OpenAI’s New Open Models Now Run Faster on NVIDIA GeForce RTX & RTX PRO GPUs

Vijay Kumari
Aug 07
1.5k
0
2

News

NVIDIA RTX AI Garage

In a pioneering collaboration, NVIDIA has partnered with OpenAI to optimize the newly released open-source GPT-OSS models for NVIDIA GPUs, significantly enhancing AI reasoning applications from cloud servers to personal computers. This initiative enables faster, smarter inference capabilities and unlocks new potential for agentic AI use cases such as web searching, comprehensive research, and more.

Revolutionary Models Now Accessible to Millions

OpenAI’s launch of the GPT-OSS-20B and GPT-OSS-120B models marks a milestone in democratizing cutting-edge AI technology. These flexible, open-weight reasoning models are available for millions of users and have been fine-tuned for NVIDIA’s powerful RTX AI PCs and workstations. Users can access them through popular frameworks and tools, including Ollama, llama.cpp, and Microsoft AI Foundry Local. NVIDIA’s flagship GeForce RTX 5090 GPU supports inference speeds up to 256 tokens per second, demonstrating substantial performance gains.

OpenAI showed the world what could be built on NVIDIA AI — and now they’re advancing innovation in open-source software.T he gpt-oss models let developers everywhere build on that state-of-the-art open-source foundation, strengthening U.S. technology leadership in AI — all on the world’s largest AI compute infrastructure.

Jensen Huang, founder and CEO of NVIDIA.

Core Features and Technical Innovations

Both GPT-OSS variants utilize a mixture-of-experts architecture, offering chain-of-thought reasoning with adjustable effort levels. Designed for flexible instruction-following and tool integration, these models were trained on NVIDIA H100 GPUs and support up to an unprecedented 131,072 context length—one of the longest for local AI inference. This capability is ideal for complex contexts such as programming assistance, document analysis, and deep investigative tasks.

A notable technical advancement is their support for MXFP4 precision on NVIDIA RTX GPUs. MXFP4 strikes an optimal balance between high model quality and resource efficiency, enabling fast performance with lower memory requirements compared to traditional precision types.

Seamless Integration via Ollama Application

For an accessible user experience on RTX AI PCs with at least 24GB VRAM, the new Ollama app offers immediate compatibility with GPT-OSS models. Popular among AI developers and enthusiasts, Ollama’s revamped interface supports simple, out-of-the-box interaction with these models without additional configuration. Users can engage in fast, natural conversations by selecting their preferred GPT-OSS model and sending messages.

Ollama

Ollama also features enhanced functionalities, including support for uploading PDFs and text files within chat sessions, multimodal prompts incorporating images, and adjustable context lengths to navigate extensive documents efficiently. For developers, Ollama extends capabilities through command-line access and an SDK, facilitating integration into custom workflows and applications.

Expanding Access Through Additional Frameworks and Tools

Beyond Ollama, GPT-OSS models can run on RTX AI PCs equipped with 16GB or more VRAM through various other platforms optimized for NVIDIA hardware. NVIDIA continues to contribute to the open-source community with improvements to frameworks like llama.cpp and the GGML tensor library, including CUDA Graphs for reduced processing overhead. Developers eager to engage can explore these resources on the llama.cpp GitHub repository.

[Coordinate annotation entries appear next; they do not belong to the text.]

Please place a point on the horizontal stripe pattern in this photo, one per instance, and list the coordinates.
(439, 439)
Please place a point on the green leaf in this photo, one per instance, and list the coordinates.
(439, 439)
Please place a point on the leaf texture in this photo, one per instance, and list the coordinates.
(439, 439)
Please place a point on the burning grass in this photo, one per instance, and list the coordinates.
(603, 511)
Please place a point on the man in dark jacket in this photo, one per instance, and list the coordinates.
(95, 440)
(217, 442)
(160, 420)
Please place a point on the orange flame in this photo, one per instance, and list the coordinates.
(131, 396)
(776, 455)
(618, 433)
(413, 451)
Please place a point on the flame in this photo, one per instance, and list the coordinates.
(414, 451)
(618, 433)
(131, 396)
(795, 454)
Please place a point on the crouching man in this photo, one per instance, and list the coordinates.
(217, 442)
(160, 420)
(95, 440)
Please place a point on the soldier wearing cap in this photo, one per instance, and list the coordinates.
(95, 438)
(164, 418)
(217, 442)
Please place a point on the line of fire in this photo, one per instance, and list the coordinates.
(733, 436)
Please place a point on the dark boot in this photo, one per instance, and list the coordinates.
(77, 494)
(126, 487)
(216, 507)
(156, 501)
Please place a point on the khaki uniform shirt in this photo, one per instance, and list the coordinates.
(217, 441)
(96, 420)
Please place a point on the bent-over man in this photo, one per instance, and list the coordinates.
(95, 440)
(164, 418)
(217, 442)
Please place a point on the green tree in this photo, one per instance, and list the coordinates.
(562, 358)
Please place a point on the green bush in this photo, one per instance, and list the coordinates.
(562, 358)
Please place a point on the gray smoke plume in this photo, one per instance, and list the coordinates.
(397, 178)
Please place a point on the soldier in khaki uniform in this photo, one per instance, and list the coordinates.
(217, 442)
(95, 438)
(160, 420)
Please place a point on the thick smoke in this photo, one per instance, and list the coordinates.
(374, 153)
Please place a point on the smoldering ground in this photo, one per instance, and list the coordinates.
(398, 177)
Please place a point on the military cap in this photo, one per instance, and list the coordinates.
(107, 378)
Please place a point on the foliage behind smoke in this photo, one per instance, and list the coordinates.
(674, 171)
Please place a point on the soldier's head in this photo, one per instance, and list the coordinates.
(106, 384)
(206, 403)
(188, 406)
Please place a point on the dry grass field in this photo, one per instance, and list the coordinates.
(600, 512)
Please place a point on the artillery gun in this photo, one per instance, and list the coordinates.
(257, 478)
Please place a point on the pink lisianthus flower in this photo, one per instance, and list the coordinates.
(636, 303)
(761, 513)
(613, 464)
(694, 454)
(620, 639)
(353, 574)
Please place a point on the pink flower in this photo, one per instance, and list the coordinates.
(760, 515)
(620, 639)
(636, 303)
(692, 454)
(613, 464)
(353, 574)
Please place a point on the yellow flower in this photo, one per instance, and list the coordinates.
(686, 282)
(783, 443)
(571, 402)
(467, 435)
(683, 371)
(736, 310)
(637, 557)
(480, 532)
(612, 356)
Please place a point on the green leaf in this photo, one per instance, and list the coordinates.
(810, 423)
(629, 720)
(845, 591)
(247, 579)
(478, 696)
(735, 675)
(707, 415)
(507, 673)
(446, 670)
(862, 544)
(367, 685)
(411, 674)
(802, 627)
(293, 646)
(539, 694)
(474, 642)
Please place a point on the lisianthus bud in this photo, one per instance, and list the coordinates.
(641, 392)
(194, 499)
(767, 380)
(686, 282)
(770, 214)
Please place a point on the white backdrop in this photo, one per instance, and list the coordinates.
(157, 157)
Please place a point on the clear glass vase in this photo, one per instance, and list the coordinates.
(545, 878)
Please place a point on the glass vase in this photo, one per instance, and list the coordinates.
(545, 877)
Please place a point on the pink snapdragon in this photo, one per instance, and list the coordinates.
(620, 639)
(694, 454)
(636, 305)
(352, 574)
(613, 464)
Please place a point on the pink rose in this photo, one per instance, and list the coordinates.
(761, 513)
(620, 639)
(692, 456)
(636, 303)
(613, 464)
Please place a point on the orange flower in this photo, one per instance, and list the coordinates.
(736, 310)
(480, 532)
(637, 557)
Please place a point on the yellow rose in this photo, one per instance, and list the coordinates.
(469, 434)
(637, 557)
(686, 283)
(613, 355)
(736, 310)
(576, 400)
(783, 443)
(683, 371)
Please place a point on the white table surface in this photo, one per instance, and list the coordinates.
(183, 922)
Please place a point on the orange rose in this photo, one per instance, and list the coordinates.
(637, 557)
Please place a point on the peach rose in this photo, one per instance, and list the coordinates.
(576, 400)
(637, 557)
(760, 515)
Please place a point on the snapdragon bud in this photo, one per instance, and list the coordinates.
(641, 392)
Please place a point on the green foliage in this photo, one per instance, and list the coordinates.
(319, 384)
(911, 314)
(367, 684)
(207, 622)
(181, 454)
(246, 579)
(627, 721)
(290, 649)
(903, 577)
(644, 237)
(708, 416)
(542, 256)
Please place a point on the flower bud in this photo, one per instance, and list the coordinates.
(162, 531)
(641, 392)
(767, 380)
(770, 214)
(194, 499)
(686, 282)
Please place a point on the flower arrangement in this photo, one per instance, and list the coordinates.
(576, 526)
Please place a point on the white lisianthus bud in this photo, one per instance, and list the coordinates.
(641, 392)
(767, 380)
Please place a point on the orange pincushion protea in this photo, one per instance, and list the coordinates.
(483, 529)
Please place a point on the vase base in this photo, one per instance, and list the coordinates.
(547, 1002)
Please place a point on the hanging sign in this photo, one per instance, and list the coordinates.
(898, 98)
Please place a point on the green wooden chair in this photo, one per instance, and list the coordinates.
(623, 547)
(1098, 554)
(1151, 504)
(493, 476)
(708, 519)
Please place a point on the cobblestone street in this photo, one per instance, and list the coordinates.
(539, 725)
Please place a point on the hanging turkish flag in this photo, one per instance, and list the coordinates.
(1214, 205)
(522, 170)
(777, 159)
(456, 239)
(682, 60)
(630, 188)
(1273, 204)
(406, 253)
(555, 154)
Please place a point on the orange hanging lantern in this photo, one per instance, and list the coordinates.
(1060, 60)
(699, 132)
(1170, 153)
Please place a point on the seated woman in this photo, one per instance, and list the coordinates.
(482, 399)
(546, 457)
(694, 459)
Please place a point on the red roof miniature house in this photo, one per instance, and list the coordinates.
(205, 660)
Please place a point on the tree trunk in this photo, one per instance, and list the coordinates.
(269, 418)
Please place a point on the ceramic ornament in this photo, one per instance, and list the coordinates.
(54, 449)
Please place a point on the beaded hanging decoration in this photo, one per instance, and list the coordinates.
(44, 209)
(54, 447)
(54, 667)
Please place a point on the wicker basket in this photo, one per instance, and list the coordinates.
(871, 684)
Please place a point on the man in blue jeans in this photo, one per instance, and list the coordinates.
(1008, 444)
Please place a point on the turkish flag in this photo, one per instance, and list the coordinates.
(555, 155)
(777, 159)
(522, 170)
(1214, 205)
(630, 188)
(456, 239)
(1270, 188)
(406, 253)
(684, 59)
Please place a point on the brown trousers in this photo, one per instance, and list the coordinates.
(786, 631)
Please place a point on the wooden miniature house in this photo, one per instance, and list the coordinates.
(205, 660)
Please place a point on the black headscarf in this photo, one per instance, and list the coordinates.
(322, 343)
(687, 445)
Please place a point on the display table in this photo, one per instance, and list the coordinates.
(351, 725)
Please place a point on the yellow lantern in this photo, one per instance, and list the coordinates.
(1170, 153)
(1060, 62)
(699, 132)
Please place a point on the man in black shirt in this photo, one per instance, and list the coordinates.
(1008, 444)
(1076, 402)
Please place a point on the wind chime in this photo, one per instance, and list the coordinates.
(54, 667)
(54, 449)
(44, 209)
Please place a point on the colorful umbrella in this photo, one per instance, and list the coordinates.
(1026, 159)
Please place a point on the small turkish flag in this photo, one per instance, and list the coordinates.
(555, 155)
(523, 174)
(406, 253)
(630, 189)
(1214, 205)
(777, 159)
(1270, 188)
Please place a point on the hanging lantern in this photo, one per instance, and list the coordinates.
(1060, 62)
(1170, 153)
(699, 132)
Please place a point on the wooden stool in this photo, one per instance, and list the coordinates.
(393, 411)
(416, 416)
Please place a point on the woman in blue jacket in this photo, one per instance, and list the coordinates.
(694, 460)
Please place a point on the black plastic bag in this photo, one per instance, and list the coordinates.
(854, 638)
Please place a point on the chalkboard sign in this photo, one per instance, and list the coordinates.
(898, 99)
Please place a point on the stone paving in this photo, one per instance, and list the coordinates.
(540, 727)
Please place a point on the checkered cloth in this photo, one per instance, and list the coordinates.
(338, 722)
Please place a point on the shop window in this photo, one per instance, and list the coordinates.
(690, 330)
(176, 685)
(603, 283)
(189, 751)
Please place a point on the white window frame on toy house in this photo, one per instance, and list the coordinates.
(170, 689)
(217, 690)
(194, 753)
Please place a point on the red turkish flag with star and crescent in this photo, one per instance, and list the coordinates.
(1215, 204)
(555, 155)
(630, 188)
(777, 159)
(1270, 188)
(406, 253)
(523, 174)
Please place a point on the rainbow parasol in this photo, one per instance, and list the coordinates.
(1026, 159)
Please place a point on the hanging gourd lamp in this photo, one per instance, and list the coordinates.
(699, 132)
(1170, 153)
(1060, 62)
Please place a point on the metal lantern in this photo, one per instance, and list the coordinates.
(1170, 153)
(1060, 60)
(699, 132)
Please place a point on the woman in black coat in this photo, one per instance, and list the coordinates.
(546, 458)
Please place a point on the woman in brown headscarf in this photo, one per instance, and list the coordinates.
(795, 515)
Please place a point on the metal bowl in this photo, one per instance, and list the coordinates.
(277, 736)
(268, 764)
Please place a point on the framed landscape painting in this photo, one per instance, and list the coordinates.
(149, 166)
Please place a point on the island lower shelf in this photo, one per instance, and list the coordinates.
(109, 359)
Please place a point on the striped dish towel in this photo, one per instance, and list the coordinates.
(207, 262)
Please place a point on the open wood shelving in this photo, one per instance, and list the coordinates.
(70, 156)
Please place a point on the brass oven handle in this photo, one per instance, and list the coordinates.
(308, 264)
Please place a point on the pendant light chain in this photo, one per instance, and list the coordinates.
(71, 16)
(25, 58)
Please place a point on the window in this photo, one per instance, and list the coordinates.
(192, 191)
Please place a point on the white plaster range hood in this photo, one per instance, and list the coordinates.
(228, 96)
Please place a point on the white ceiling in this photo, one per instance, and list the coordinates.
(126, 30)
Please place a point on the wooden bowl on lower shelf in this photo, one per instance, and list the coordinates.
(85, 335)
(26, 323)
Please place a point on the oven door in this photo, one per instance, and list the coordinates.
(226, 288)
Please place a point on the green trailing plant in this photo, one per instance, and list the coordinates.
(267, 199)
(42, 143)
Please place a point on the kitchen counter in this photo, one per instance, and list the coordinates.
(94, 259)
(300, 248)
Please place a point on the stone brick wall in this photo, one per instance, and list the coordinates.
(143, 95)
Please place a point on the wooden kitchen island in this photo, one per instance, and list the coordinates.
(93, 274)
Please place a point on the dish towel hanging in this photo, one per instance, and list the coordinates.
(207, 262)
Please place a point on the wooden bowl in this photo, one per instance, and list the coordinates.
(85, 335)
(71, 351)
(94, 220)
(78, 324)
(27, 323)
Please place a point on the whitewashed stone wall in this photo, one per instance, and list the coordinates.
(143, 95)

Performance of gpt-oss-20b on RTX AI PCs

Windows developers gain further access via Microsoft AI Foundry Local, presently available in public preview. This on-device AI inference solution integrates seamlessly into workflows through command-line commands, APIs, or SDKs. With ONNX Runtime and CUDA optimizations—and imminent NVIDIA TensorRT support—users can quickly deploy GPT-OSS models locally with minimal setup.

Driving the Next Wave of AI Progress

The release of GPT-OSS represents a key step in advancing AI innovation on NVIDIA’s broad compute infrastructure, from training to inference, and from cloud datacenters to personal AI-enabled desktops. NVIDIA’s ongoing RTX AI Garage blog series spotlights community-driven AI creations, focusing on building AI agents, enhancing creative workflows, and developing productivity software powered by these new open-source reasoning models.

By optimizing these models for widespread use on NVIDIA GPUs, NVIDIA and OpenAI are accelerating the development of intelligent applications and cementing leadership in AI technology for developers, researchers, and enterprises globally.